Our journey, as described by our boatwoman Thuy Lan, would take us north of the Van Long Wetland Reserve, then the boat would follow the foothills eastward.

The small boat took us through a tiny creek towards the foot of the mountain. The surrounding reeds and rushes were lush green, and looking down into the water, we could see layers of vibrant green algae and schools of fish swimming among the water.

Our boat weaved through the reeds, catching the cool breeze blowing in from the east, stirring the peaceful landscape. In the distance, the fishing boats of the local people cast their reflections on the water; even a small fish surfacing to gasp for air would create ripples that spread across the area.

Or you could freely roam around by bicycle.

As a professional tour guide, Thuy Lan told us the legend of the highest mountain here. Long ago, a fairy visiting the mortal world passed by this mountain peak. Seeing the picturesque scenery, she stopped to admire it and fell in love with a poor young man living on the mountain, diligently studying. Their love story, a clash between the fairy and the mortal world, was punished by heaven, transforming them into two mountains named Nghiên Mountain and Cô Tiên Mountain, standing close together but forever unable to become husband and wife.
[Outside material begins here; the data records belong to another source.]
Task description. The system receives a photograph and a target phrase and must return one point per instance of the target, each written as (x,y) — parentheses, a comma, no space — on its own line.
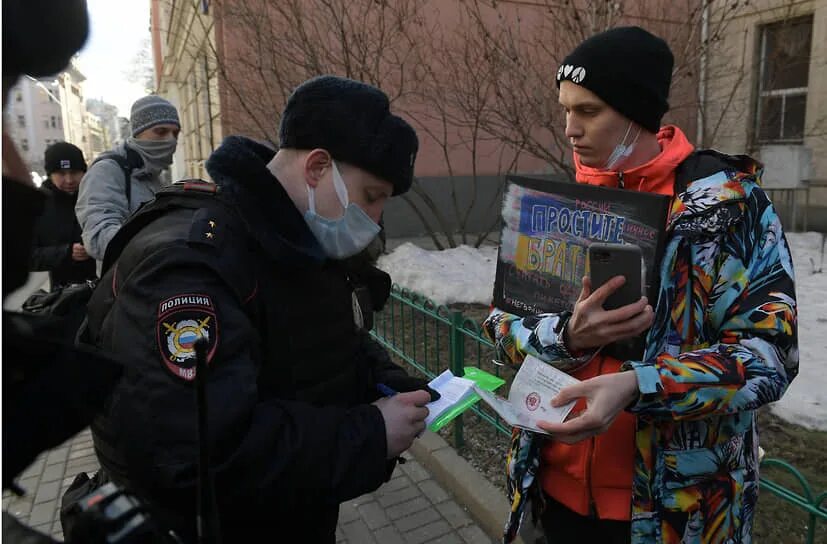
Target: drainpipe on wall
(700,136)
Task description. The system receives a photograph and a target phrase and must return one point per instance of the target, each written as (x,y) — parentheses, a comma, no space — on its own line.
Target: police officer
(256,265)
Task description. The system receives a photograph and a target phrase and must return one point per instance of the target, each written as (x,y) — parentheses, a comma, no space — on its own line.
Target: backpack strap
(703,163)
(127,164)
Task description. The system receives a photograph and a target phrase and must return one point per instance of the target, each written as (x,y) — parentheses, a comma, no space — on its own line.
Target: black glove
(401,382)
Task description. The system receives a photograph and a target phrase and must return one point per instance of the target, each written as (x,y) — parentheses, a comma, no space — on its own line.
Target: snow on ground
(462,274)
(465,274)
(805,402)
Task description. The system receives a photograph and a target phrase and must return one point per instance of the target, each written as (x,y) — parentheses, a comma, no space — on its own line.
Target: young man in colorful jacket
(664,449)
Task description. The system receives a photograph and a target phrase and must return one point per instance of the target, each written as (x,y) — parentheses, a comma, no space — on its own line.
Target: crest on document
(183,320)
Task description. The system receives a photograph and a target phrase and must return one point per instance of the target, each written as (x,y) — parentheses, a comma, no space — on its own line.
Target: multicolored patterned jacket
(723,344)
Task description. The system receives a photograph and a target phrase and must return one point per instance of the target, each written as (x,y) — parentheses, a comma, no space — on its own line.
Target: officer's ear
(316,165)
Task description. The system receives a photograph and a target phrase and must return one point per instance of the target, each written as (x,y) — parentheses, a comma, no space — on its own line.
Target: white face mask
(622,150)
(346,236)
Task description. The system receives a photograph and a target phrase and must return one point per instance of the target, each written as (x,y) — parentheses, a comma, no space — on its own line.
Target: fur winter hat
(352,121)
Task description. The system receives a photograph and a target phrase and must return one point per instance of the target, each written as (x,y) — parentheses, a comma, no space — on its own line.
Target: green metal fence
(432,337)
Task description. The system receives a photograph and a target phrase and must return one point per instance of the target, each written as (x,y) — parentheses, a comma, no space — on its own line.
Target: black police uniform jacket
(56,230)
(291,375)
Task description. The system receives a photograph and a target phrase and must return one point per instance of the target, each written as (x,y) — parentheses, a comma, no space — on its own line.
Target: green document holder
(484,380)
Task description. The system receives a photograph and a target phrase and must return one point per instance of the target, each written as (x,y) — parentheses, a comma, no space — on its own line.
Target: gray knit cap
(152,110)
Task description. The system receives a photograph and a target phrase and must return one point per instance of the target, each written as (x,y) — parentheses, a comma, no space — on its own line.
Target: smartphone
(606,261)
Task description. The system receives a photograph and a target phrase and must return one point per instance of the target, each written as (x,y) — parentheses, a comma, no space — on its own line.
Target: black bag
(66,306)
(80,487)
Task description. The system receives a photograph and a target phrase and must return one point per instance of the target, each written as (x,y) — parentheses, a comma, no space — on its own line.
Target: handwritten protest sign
(547,226)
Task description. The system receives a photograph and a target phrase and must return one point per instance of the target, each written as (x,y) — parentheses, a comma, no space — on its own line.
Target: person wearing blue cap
(57,243)
(119,181)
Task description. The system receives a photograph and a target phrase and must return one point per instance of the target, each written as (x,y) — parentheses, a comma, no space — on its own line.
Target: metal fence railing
(431,338)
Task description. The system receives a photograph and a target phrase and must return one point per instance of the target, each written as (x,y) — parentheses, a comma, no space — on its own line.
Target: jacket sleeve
(49,257)
(539,335)
(752,307)
(101,208)
(260,449)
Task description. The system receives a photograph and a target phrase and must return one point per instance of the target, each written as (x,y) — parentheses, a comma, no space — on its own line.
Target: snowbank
(466,275)
(462,274)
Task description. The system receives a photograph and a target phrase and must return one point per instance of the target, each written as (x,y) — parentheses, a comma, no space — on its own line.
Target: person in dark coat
(57,243)
(259,266)
(50,389)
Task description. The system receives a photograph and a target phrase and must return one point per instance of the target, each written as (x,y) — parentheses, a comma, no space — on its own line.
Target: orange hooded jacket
(594,477)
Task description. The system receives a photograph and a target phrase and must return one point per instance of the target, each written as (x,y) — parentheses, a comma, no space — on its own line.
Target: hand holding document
(452,390)
(529,399)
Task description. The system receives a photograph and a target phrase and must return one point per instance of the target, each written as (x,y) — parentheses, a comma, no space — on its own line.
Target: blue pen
(385,390)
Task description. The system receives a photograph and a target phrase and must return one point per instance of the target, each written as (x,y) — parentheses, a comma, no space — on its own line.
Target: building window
(784,56)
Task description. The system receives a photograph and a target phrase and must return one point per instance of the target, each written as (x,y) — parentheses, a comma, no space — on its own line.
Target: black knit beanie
(26,22)
(628,68)
(353,122)
(63,156)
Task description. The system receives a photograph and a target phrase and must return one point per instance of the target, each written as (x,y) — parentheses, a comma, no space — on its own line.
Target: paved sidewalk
(411,508)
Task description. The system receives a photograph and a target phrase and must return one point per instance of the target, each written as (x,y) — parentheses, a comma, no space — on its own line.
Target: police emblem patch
(182,320)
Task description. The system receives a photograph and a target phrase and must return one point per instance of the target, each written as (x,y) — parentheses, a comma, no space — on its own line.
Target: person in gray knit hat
(119,181)
(663,448)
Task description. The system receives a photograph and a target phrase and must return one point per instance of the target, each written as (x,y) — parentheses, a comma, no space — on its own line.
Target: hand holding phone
(611,306)
(605,261)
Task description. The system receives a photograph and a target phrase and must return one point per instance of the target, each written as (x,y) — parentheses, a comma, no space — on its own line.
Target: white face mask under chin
(622,150)
(346,236)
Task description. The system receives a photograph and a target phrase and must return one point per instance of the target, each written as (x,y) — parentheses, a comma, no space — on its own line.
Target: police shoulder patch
(182,320)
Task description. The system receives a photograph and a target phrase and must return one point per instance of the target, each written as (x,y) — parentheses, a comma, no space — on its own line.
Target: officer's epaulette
(196,185)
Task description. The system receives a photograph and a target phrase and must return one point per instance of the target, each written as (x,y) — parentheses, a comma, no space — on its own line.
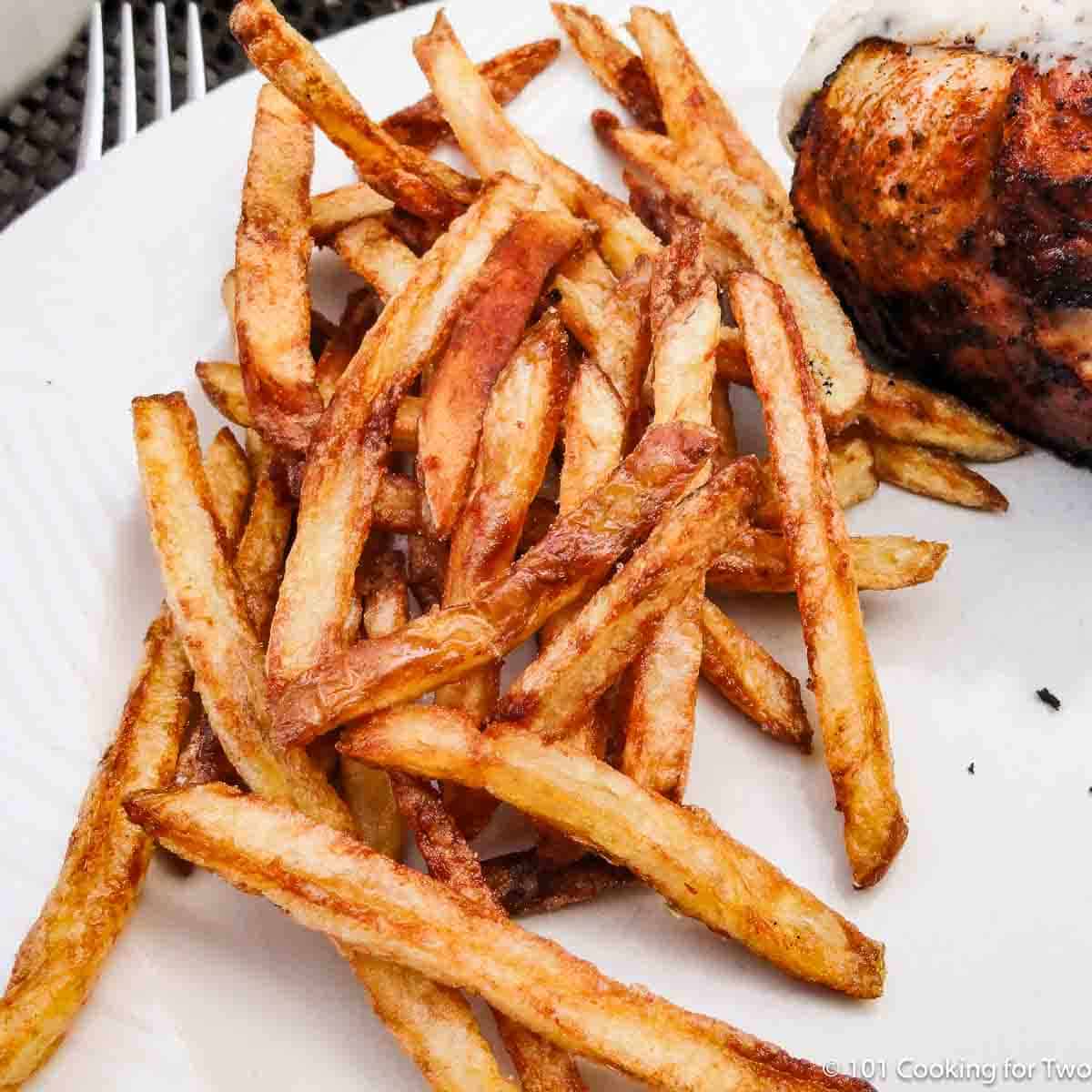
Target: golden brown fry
(934,474)
(685,314)
(774,245)
(272,299)
(853,472)
(423,126)
(694,115)
(446,645)
(758,561)
(338,208)
(522,885)
(210,612)
(681,852)
(371,251)
(617,68)
(222,381)
(105,864)
(228,473)
(518,436)
(460,386)
(541,1067)
(906,410)
(347,460)
(573,671)
(412,180)
(852,715)
(752,680)
(333,884)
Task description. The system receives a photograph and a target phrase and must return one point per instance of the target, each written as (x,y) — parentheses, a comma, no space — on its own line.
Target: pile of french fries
(522,425)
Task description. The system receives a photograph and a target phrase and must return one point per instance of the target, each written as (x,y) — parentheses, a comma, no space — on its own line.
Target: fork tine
(162,63)
(126,114)
(91,128)
(195,55)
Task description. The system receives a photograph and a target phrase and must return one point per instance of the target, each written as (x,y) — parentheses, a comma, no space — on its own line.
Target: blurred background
(43,71)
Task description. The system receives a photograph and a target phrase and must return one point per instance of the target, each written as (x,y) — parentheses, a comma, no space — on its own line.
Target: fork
(91,129)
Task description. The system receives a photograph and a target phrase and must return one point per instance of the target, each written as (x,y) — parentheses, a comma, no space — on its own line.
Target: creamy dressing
(1041,32)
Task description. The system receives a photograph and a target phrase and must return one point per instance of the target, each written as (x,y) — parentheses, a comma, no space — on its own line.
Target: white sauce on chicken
(1041,32)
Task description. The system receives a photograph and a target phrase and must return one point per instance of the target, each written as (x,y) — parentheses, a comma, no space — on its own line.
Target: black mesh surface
(39,131)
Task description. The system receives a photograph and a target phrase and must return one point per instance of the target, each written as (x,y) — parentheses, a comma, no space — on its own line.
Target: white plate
(112,289)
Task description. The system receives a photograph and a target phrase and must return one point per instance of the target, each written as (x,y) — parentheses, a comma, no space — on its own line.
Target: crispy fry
(774,246)
(934,474)
(229,480)
(272,299)
(617,68)
(853,472)
(460,386)
(446,645)
(338,208)
(523,887)
(694,115)
(752,680)
(685,315)
(518,436)
(412,180)
(333,884)
(758,561)
(371,251)
(854,722)
(904,410)
(347,460)
(423,126)
(208,610)
(222,381)
(541,1066)
(574,670)
(680,852)
(104,867)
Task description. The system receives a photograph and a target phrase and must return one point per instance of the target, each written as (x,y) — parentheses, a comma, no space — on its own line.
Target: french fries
(338,208)
(272,300)
(685,315)
(518,435)
(105,865)
(460,386)
(852,715)
(412,180)
(423,126)
(390,909)
(758,561)
(681,852)
(210,612)
(372,252)
(774,245)
(853,470)
(694,115)
(222,381)
(752,680)
(904,410)
(450,860)
(934,474)
(345,463)
(614,65)
(448,644)
(576,667)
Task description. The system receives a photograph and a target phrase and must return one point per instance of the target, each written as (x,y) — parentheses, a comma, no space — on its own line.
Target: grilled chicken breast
(948,196)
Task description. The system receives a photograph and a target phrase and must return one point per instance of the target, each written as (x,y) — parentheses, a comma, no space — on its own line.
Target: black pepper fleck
(1048,699)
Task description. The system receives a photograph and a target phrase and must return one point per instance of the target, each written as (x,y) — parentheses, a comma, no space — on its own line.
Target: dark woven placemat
(39,131)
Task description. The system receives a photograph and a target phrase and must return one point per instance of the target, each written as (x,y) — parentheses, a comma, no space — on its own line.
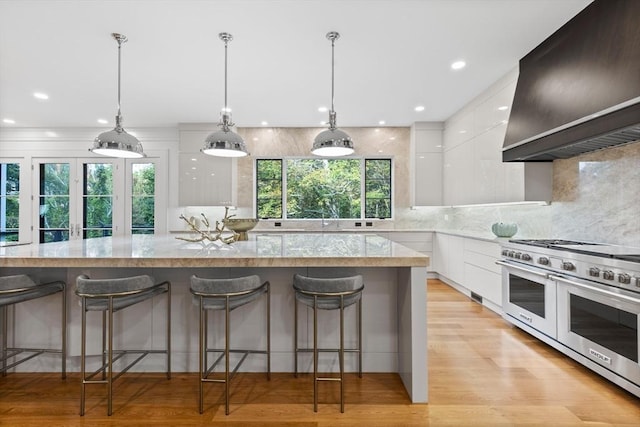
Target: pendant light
(332,142)
(117,142)
(225,142)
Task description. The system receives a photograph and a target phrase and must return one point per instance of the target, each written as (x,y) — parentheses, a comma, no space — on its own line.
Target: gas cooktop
(626,253)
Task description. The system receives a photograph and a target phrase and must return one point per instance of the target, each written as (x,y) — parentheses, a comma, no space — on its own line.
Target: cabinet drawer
(482,261)
(483,247)
(484,283)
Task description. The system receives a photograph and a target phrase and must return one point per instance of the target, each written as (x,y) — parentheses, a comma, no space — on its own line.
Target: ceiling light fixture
(225,142)
(117,142)
(332,142)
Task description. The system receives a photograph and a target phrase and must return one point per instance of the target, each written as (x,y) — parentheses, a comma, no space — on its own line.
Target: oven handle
(594,289)
(526,270)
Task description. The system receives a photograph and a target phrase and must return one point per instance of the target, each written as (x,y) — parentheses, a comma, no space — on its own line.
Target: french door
(74,198)
(83,198)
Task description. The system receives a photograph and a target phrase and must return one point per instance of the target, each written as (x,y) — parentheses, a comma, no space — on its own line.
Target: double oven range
(581,298)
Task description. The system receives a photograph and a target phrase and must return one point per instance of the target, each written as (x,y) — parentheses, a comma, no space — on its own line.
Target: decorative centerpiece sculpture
(238,228)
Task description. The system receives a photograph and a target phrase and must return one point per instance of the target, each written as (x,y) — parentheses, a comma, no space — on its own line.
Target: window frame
(362,160)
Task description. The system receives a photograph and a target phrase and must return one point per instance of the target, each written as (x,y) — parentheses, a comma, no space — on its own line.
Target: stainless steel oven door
(600,323)
(529,297)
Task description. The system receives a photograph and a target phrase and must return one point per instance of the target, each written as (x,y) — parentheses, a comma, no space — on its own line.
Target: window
(306,188)
(143,198)
(9,201)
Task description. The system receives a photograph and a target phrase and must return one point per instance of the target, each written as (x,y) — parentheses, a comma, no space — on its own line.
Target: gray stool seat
(109,296)
(20,288)
(328,294)
(227,295)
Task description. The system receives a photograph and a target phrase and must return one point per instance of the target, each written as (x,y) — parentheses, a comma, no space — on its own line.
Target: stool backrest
(19,281)
(224,286)
(315,284)
(87,286)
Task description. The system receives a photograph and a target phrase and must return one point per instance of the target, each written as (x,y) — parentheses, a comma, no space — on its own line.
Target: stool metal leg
(64,332)
(269,332)
(5,330)
(360,338)
(110,360)
(341,354)
(295,337)
(168,332)
(315,354)
(202,353)
(104,344)
(83,354)
(226,357)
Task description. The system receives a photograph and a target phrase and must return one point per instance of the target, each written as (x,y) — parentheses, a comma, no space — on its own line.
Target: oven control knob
(624,278)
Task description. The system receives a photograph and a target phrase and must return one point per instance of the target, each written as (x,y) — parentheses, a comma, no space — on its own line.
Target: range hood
(579,90)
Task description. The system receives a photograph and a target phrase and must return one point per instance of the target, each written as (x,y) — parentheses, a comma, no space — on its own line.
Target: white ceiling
(392,55)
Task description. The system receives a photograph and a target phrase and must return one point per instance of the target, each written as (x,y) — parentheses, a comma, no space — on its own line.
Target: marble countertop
(261,250)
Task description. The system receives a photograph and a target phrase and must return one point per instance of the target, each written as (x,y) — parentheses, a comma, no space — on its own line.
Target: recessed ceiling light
(458,65)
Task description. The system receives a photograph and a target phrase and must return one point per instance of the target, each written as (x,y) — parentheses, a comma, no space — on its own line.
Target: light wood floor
(482,372)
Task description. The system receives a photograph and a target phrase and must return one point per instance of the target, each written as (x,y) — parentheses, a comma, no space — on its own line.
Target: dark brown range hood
(579,90)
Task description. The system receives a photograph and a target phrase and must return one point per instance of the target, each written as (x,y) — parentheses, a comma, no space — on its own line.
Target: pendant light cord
(120,39)
(226,43)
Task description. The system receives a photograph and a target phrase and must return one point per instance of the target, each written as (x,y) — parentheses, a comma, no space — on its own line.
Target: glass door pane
(143,203)
(9,201)
(54,199)
(97,200)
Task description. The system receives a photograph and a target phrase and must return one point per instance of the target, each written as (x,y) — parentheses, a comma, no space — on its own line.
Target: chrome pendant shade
(332,142)
(117,142)
(225,142)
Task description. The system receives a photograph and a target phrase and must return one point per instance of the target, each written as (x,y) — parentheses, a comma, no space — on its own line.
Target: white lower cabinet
(419,241)
(471,264)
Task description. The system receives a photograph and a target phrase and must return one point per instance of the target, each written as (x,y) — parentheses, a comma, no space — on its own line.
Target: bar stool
(20,288)
(227,295)
(328,294)
(109,296)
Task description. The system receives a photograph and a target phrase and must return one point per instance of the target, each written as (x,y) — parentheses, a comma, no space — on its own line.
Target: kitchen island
(394,300)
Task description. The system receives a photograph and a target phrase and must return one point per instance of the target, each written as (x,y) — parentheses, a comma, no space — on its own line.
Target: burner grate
(548,243)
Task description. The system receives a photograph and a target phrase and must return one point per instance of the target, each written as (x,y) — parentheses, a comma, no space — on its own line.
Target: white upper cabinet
(473,170)
(203,180)
(426,164)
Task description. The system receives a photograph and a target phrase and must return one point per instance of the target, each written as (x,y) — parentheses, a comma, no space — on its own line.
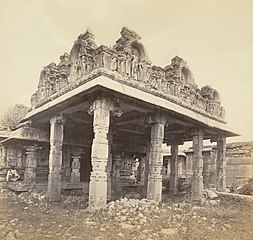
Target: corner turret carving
(128,62)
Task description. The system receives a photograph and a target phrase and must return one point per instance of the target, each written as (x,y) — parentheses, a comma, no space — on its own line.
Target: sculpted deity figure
(113,64)
(120,64)
(128,64)
(134,64)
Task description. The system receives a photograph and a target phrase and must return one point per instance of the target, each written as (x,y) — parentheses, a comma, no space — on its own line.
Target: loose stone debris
(30,216)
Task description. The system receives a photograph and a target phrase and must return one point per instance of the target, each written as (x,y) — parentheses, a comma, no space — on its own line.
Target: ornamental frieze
(128,62)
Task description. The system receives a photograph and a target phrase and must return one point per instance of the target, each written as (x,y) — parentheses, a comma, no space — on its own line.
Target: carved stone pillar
(109,167)
(221,164)
(154,188)
(30,165)
(75,167)
(100,150)
(174,168)
(197,180)
(55,158)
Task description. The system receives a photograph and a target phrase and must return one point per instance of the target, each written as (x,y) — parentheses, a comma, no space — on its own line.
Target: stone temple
(101,110)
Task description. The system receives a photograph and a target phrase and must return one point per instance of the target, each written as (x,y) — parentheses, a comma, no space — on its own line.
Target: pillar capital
(157,117)
(107,104)
(174,142)
(31,148)
(57,119)
(218,138)
(77,151)
(197,132)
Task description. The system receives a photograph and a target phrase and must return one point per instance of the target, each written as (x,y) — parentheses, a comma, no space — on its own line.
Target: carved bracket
(105,103)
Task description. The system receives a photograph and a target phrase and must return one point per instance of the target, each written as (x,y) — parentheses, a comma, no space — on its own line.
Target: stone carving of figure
(113,64)
(139,70)
(148,74)
(128,64)
(120,64)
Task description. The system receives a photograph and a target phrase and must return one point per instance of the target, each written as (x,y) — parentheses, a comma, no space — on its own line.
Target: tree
(13,116)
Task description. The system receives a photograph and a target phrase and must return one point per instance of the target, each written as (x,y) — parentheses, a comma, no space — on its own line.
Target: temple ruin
(102,114)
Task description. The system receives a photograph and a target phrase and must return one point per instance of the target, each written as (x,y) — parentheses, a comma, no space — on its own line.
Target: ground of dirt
(29,216)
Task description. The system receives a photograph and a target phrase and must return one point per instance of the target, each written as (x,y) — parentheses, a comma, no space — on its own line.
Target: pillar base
(154,190)
(97,194)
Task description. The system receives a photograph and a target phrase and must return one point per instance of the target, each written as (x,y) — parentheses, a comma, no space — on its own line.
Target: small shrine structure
(101,110)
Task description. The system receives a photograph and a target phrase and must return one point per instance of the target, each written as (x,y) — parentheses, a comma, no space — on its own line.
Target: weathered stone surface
(100,109)
(126,61)
(55,158)
(197,180)
(154,186)
(221,164)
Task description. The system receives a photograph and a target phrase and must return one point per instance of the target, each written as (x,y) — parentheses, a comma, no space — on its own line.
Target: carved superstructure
(127,62)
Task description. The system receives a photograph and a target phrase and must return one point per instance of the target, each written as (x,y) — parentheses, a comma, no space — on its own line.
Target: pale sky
(215,37)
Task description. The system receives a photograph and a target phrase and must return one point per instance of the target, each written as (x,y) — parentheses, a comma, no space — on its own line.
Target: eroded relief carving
(126,61)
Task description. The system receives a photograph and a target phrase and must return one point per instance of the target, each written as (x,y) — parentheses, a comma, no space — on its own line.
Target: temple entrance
(85,167)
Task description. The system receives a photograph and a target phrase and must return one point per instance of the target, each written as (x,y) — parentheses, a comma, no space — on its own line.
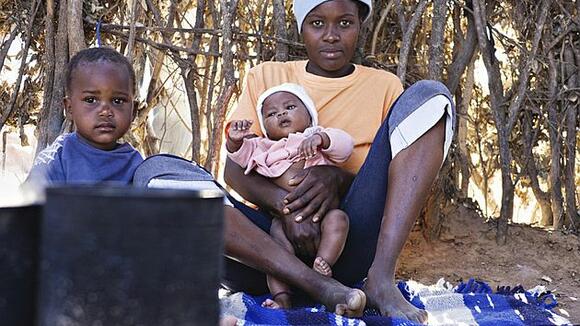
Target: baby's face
(101,103)
(284,113)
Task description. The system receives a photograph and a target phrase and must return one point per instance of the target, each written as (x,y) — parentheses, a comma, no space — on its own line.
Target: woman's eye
(345,23)
(317,23)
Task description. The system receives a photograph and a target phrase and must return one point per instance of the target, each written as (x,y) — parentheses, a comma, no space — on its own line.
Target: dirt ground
(467,248)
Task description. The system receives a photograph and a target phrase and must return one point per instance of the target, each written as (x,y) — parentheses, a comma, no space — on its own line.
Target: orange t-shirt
(357,103)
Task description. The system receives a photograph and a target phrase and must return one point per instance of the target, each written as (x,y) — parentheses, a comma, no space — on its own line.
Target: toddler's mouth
(105,126)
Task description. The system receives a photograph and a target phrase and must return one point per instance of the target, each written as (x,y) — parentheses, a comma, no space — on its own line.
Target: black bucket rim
(128,191)
(21,206)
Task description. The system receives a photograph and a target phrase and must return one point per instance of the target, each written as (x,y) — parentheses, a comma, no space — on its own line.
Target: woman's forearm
(255,188)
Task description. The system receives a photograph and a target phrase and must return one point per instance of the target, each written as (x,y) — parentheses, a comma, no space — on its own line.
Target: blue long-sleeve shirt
(70,160)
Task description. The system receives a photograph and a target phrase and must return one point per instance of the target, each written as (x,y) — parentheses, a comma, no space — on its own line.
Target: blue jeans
(364,203)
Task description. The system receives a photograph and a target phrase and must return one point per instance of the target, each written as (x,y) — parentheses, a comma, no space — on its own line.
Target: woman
(382,187)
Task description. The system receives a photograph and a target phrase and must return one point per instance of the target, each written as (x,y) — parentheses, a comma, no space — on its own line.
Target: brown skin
(100,102)
(318,189)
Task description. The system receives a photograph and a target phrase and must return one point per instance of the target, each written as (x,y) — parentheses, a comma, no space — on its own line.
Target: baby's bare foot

On our next leg of the journey, we crossed mountains with names associated with interesting legends, such as Cat Scratch Mountain, Sticky Rice Mountain, Bookcase Mountain, and Table Stone Mountain... The most exciting part was when we arrived at the heron island area at sunset. This is a flooded forest area nestled amidst reeds, a gathering place for migratory birds that come to roost in the winter.

At this time of year, many migratory birds from the North, such as Bonelli's eagles, grey herons, great egrets, kingfishers, grey herons, white egrets, and bitterns, gather and fill the sky, creating a fascinating scene of rivers, clouds, and flying birds.

In autumn, flocks of white egrets fly gracefully over the reeds growing in the flooded swamps.

As the afternoon sun faded behind the towering limestone mountains, Thuy Lan informed us that we might encounter langurs descending from the mountains to the lagoon to drink water and forage. We spotted a large langur perched precariously on a mountaintop in a ravine. Upon seeing our boat, the langur climbed deeper into the dense foliage.

According to Thuy Lan's experience, on humid, foggy days, you can encounter a troop of more than a dozen langurs coming down from the mountains. If they encounter tourists in boats, the langurs will scatter and call out to each other as they head back up the mountain.

As evening falls, the sky and waters of Van Long are tinged with a melancholic mist.

As the day drew to a close, the sky was filled with hazy clouds, and in the distance, the calls of cranes and the rustling of reeds evoked the serene sounds of a peaceful landscape.